Um sie notfalls retten zu können, verwandelte sich Tarzan wieder in einen
Menschen.
    Der Typ sah zu. In seinem Breitgesicht
rührte sich nichts. Er hatte auch Tarzans Nicken nicht erwidert. Vielleicht war
er unzufrieden mit der Wassertemperatur oder von Natur aus humorlos.
    „Karl hat tatsächlich seine Badehose
vergessen“, meinte Tarzan, während sie nebeneinander schwammen. „Willi hat sie,
vermute ich, gar nicht erst mitgebracht. Der faule Kerl!“
    „Jedenfalls lasse ich mir nachher von
Sofie meinen Charakter aufblättern“, sagte Gaby.
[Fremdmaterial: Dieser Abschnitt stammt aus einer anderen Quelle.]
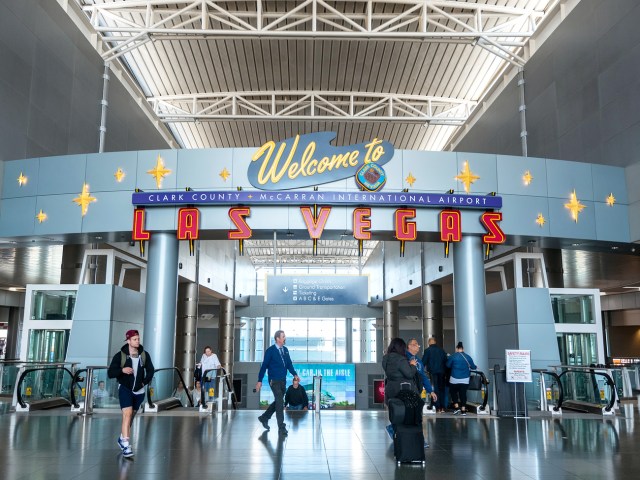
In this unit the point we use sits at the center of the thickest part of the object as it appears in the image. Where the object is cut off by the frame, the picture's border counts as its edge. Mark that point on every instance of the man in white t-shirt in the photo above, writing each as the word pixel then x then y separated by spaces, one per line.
pixel 134 370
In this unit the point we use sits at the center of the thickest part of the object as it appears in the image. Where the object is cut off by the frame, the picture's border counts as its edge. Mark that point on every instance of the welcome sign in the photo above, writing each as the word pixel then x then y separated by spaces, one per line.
pixel 310 159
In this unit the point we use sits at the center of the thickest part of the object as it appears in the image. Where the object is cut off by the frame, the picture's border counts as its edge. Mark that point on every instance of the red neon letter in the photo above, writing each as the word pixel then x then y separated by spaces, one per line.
pixel 405 231
pixel 139 233
pixel 362 224
pixel 450 226
pixel 494 232
pixel 188 224
pixel 243 231
pixel 315 226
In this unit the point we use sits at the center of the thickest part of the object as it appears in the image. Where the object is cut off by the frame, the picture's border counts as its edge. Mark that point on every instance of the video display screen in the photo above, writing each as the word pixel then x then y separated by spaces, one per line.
pixel 338 385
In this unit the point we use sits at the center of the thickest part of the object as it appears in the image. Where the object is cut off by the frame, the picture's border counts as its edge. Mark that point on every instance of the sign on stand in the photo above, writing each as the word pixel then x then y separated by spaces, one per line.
pixel 518 366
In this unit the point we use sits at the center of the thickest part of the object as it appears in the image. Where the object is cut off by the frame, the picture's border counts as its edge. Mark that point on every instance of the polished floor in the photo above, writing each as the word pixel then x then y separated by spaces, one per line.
pixel 330 445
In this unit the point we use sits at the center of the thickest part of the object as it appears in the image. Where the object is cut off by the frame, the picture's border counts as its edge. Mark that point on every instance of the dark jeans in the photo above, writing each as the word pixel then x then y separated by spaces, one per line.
pixel 278 387
pixel 439 385
pixel 458 393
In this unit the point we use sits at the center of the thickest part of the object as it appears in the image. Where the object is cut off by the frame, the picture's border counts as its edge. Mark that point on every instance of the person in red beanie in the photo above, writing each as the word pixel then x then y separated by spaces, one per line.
pixel 133 369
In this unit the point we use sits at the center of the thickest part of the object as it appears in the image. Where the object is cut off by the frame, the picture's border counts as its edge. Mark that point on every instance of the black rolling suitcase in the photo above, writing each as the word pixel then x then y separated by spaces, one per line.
pixel 408 444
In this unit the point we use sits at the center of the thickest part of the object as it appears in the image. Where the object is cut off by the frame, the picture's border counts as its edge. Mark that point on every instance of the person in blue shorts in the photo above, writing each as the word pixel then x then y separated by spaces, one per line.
pixel 133 368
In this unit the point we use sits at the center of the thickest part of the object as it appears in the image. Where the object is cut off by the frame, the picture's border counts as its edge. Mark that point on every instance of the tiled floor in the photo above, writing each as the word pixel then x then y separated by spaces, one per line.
pixel 331 445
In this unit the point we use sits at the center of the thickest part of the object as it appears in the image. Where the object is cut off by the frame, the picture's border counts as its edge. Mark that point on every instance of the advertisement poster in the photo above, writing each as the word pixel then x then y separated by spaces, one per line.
pixel 518 365
pixel 338 385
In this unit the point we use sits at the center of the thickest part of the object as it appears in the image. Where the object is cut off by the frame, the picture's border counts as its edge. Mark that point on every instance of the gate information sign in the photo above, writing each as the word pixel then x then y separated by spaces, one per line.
pixel 317 290
pixel 518 365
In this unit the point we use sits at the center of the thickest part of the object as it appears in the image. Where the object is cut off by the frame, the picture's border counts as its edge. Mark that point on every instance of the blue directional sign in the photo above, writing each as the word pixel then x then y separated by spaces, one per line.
pixel 317 290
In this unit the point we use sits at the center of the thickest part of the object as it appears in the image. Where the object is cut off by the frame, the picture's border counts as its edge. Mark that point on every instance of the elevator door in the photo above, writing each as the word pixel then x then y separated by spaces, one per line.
pixel 47 345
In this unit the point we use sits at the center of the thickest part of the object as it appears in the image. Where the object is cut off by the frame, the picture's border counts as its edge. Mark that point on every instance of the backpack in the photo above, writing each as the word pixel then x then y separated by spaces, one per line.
pixel 123 358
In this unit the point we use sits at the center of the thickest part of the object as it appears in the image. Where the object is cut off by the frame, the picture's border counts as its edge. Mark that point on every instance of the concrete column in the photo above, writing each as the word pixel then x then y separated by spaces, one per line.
pixel 226 334
pixel 13 333
pixel 469 299
pixel 348 326
pixel 160 306
pixel 432 314
pixel 390 322
pixel 186 328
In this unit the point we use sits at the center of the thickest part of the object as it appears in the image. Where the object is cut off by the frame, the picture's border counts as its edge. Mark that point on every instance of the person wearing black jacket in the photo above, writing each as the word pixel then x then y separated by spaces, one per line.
pixel 133 368
pixel 435 361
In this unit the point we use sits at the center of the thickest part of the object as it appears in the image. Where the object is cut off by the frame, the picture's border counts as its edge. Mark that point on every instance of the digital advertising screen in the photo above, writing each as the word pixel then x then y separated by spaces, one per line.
pixel 338 385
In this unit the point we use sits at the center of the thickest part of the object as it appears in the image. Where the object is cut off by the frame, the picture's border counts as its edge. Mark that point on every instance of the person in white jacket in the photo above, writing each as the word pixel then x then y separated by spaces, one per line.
pixel 209 361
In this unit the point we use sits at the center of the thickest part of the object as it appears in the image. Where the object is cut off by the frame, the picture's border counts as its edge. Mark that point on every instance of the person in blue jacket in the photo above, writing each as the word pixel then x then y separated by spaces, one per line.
pixel 461 365
pixel 276 361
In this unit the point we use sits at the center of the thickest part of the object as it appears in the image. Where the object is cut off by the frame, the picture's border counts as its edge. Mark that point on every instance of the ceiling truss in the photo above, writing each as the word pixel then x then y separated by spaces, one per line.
pixel 312 105
pixel 129 24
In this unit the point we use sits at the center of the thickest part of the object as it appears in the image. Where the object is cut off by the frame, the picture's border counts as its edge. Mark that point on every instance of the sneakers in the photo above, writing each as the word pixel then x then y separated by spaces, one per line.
pixel 264 422
pixel 390 431
pixel 125 447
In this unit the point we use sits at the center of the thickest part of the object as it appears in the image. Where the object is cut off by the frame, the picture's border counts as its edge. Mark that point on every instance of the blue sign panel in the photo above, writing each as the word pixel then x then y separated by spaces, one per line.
pixel 310 159
pixel 338 384
pixel 317 290
pixel 247 197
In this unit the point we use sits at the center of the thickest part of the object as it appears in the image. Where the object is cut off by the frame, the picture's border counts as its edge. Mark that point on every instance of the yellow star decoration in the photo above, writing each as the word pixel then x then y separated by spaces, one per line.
pixel 467 177
pixel 611 200
pixel 84 199
pixel 410 179
pixel 119 175
pixel 41 216
pixel 225 174
pixel 159 172
pixel 574 206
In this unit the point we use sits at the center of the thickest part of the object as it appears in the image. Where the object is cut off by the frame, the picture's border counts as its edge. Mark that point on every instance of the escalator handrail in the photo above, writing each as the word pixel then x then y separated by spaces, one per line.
pixel 176 370
pixel 560 388
pixel 592 370
pixel 485 382
pixel 19 398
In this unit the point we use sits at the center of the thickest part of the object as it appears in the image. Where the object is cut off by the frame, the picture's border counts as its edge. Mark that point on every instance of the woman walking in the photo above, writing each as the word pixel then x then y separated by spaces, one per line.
pixel 461 365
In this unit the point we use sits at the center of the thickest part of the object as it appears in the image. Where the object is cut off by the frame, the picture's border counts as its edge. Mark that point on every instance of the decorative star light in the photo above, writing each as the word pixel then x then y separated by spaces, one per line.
pixel 41 216
pixel 467 177
pixel 410 179
pixel 611 200
pixel 159 172
pixel 84 199
pixel 119 175
pixel 574 206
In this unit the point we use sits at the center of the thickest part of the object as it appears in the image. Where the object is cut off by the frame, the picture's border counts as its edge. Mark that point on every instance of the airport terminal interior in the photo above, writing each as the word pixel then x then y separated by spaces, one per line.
pixel 210 173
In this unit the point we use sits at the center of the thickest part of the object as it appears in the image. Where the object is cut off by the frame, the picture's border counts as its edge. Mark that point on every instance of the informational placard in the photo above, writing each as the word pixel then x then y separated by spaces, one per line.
pixel 317 290
pixel 518 366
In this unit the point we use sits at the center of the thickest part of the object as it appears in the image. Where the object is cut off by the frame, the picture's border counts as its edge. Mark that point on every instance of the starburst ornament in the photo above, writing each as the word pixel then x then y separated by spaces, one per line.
pixel 611 200
pixel 225 174
pixel 410 179
pixel 119 175
pixel 84 199
pixel 467 177
pixel 159 172
pixel 41 216
pixel 574 206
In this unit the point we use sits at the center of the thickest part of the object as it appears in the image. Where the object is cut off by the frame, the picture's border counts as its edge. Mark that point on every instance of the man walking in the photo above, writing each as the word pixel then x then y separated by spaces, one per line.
pixel 435 361
pixel 134 370
pixel 276 361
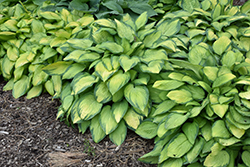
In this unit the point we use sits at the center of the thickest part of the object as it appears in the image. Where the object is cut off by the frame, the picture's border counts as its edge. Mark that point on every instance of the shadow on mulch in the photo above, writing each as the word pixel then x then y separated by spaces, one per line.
pixel 31 136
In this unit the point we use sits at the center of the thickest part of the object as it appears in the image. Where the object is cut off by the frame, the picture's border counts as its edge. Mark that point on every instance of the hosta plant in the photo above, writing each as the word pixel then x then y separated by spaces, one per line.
pixel 182 80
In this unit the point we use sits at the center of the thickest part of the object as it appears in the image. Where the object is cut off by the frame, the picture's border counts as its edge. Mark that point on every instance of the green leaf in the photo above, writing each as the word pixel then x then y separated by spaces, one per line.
pixel 191 131
pixel 37 27
pixel 20 87
pixel 113 5
pixel 223 79
pixel 175 120
pixel 237 132
pixel 124 31
pixel 220 109
pixel 57 68
pixel 132 119
pixel 221 159
pixel 169 27
pixel 180 96
pixel 167 84
pixel 195 151
pixel 112 47
pixel 117 81
pixel 141 20
pixel 127 63
pixel 172 162
pixel 57 84
pixel 245 157
pixel 107 120
pixel 119 109
pixel 198 55
pixel 75 117
pixel 75 55
pixel 49 87
pixel 245 95
pixel 96 130
pixel 50 15
pixel 88 106
pixel 12 53
pixel 221 45
pixel 106 23
pixel 83 126
pixel 190 5
pixel 102 93
pixel 73 70
pixel 80 43
pixel 216 12
pixel 219 129
pixel 5 36
pixel 81 82
pixel 159 54
pixel 140 7
pixel 152 67
pixel 245 8
pixel 103 72
pixel 164 107
pixel 195 68
pixel 137 96
pixel 34 91
pixel 9 85
pixel 147 130
pixel 176 148
pixel 151 39
pixel 119 134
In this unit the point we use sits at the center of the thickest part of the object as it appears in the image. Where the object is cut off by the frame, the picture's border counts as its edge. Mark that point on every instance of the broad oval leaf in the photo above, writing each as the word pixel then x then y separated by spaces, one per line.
pixel 221 44
pixel 137 96
pixel 141 20
pixel 219 129
pixel 81 82
pixel 119 109
pixel 132 119
pixel 34 91
pixel 102 93
pixel 175 120
pixel 88 106
pixel 107 120
pixel 117 81
pixel 20 87
pixel 169 27
pixel 124 31
pixel 164 107
pixel 147 130
pixel 127 63
pixel 80 43
pixel 180 96
pixel 177 147
pixel 223 79
pixel 222 158
pixel 96 130
pixel 119 134
pixel 191 131
pixel 57 68
pixel 167 84
pixel 103 72
pixel 112 47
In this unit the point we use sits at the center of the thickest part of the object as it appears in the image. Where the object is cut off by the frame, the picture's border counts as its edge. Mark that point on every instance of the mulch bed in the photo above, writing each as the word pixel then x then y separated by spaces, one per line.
pixel 31 136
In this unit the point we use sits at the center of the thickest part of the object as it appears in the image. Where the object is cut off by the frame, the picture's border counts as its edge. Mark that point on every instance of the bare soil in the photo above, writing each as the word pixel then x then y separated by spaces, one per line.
pixel 31 136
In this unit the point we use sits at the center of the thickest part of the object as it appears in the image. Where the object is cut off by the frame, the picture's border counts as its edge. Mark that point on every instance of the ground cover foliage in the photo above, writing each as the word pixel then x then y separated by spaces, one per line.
pixel 180 75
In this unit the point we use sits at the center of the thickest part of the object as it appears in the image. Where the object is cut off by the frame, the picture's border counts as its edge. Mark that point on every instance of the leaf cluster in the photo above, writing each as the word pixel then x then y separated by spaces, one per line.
pixel 182 79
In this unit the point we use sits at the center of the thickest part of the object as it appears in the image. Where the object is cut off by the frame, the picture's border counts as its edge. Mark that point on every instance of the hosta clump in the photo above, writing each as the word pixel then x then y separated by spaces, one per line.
pixel 204 119
pixel 184 78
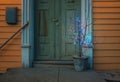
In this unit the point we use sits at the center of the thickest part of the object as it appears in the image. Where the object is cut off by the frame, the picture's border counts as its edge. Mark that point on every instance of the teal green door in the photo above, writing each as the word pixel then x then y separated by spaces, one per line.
pixel 54 21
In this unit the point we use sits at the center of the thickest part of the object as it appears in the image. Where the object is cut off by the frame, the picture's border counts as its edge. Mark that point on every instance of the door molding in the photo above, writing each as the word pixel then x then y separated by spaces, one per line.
pixel 86 12
pixel 28 33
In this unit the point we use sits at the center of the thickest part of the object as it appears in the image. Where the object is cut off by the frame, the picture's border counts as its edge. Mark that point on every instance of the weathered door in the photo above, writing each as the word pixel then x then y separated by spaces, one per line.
pixel 54 20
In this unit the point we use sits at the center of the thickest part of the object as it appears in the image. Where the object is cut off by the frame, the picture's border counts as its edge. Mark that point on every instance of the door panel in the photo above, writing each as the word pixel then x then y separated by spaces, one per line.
pixel 44 35
pixel 54 20
pixel 70 11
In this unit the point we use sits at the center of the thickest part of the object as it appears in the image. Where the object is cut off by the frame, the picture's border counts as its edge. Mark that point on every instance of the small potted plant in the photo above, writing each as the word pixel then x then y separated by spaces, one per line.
pixel 79 38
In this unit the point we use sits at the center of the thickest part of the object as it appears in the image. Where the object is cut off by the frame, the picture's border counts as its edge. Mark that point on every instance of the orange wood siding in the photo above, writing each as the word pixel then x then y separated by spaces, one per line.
pixel 10 55
pixel 106 20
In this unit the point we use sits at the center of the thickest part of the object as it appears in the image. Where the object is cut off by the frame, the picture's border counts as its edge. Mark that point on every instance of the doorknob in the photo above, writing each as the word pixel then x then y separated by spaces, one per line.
pixel 55 19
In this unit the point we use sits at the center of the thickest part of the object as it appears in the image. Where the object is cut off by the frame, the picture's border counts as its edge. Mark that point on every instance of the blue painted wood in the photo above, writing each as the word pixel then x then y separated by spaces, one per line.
pixel 27 33
pixel 86 15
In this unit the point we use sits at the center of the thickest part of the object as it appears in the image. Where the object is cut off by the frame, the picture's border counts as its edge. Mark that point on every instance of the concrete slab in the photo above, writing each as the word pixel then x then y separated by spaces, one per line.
pixel 70 75
pixel 49 75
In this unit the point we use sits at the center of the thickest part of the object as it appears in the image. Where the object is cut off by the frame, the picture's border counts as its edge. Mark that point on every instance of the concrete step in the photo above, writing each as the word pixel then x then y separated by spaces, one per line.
pixel 53 64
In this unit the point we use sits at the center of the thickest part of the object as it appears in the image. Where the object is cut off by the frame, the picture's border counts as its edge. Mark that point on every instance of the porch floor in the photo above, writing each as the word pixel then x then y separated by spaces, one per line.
pixel 50 75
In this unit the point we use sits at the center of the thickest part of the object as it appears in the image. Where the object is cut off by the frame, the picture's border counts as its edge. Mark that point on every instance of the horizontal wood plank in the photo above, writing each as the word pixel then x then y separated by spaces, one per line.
pixel 3 7
pixel 106 27
pixel 7 35
pixel 10 64
pixel 3 23
pixel 107 33
pixel 107 46
pixel 8 29
pixel 106 15
pixel 11 47
pixel 108 40
pixel 10 59
pixel 107 60
pixel 10 2
pixel 11 42
pixel 2 18
pixel 107 21
pixel 107 67
pixel 106 10
pixel 106 0
pixel 10 52
pixel 3 12
pixel 106 53
pixel 106 4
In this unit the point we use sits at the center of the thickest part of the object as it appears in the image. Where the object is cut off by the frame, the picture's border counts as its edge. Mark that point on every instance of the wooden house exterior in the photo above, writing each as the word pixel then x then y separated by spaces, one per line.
pixel 20 51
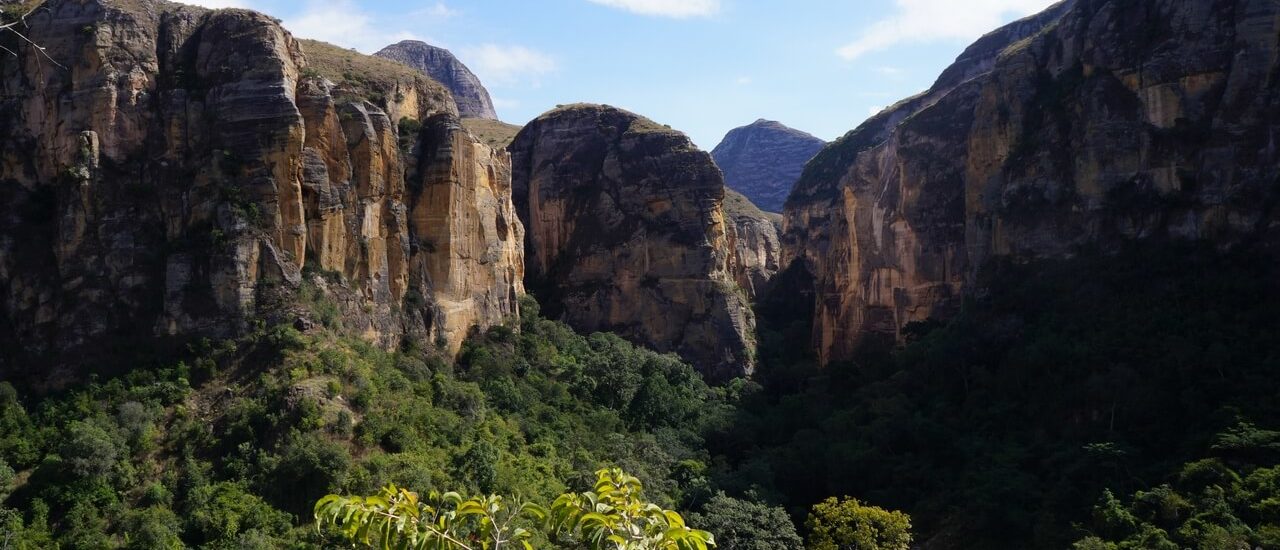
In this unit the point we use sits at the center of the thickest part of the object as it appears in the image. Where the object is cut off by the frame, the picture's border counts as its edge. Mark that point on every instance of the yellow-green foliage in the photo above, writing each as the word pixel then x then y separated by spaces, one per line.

    „Darüber kann ich dich aufklären, ohne
daß du zum Bleistift greifst.“
    „Ich will’s aber ehrlich wissen. Du
siehst mich durch eine rosarote Brille.“
    „Wieso? Wenn ich mir was vormachte,
könnte ich nicht zugeben, daß du eitel, rechthaberisch, selbstgefällig und
anspruchsvoll bist. Verwöhnt dazu!“
    „Waaaas?“ kreischte sie. „Sofort nimmst
du das zurück! Oder ich ertränke dich.“
    Hinterrücks stemmte sie sich auf seine
Schultern.
    Er konnte gerade noch rufen: „Mit mir
geht die Wahrheit unter! Du trittst sie mit Füßen.“ Dann wurde er getaucht.
    „Dich trete ich mit Füßen“, stellte
Gaby richtig und stellte sich auf seine Schultern.
    Er blieb unten. Nach einer halben
Minute blickte sie besorgt unter Wasser. Bäuchlings hatte er sich auf den Grund
gestreckt. Den Ertrunkenen spielte er gekonnt. Aber als sie von seinen
Schultern stieg, schwebte er langsam aufwärts — bis sein muskulöser Rücken aus
dem Wasser tauchte.
    Als sie ihm mit flacher Hand auf die Schultern klatschte, wurde die Wasserleiche munter.
    „Und gewalttätig“, meinte er, indem er
das Gesicht aus dem Wasser hob. „Das vergaß ich.“
    „Igitt! Mußt du ein schlechter Mensch
sein — daß du dich mit sowas wie mir abgibst.“
    „Ich versuche doch nur, dich zu
läutern. Aber wo der Charakter verwarzt ist, zieht man nichts mehr vom Teller.“
    Sie alberten, als gäbe es den Typ in
der Ecke nicht.
    Breitgesicht zupfte jetzt seine
Zellophanhaube vom Kopf und warf sie hinter sich auf die Fliesen. Er hatte braunes,
ziemlich lockiges Haar.
    Tarzan sah, wie er sich aus dem Becken
stemmte. Der Typ war groß und stabil, auf dem Rücken T-förmig behaart. Er hatte
so weißliche Haut, als nehme er seine Sonnenbäder um Mitternacht ein.
    Tarzan wandte sich Gaby zu. Im selben
Moment hörte er, wie der Mann auf sehr unappetitliche Weise ausspuckte. Was er
absonderte, klatschte vernehmlich auf die Fliesen.
    Aufgrund ihrer Blickrichtung sah Gaby
diese Widerlichkeit. Ihr Gesicht verzog sich vor Ekel.
    „Pfui, Teufel!“ sagte sie laut. „Wo
sind wir denn hier? Im Schweinestall?“
    Tarzan schraubte sich im Wasser herum. „Und
der nächste tritt rein in Ihren Auswurf, Sie! Finden Sie das richtig? Oder ist
Ihnen so übel, daß Sie’s nicht mehr bis zum Klo schaffen?“
    Der Mann blieb stehen. Mit einer Hand
fuhr er sich durchs Haar, dann wischte er sich über den Mund.
    „Habt nicht so eine große Lippe! Sonst
spucke ich euch auf den Kopf.“
    Seine Stimme röhrte, war heiser, als
litte er unter ständiger Verschleimung.
    „Das sollten Sie nicht riskieren“, lachte
Tarzan. „Es wäre ein Angriff auf die Ehre meiner Freundin. Ich müßte Sie ein
bißchen zusammenstauchen. Danach könnten Sie als der Zwerg vom Enge-Tal die
Folklore (Volkskunde) bereichern.“
    Das beeindruckte Breitgesicht nicht. Er
hob nur verächtlich den linken Teil der Oberlippe und wandte sich ab.
    Von einer Bank nahm er seinen violetten
Bademantel. Dann schwappte die Glastür hinter ihm zu.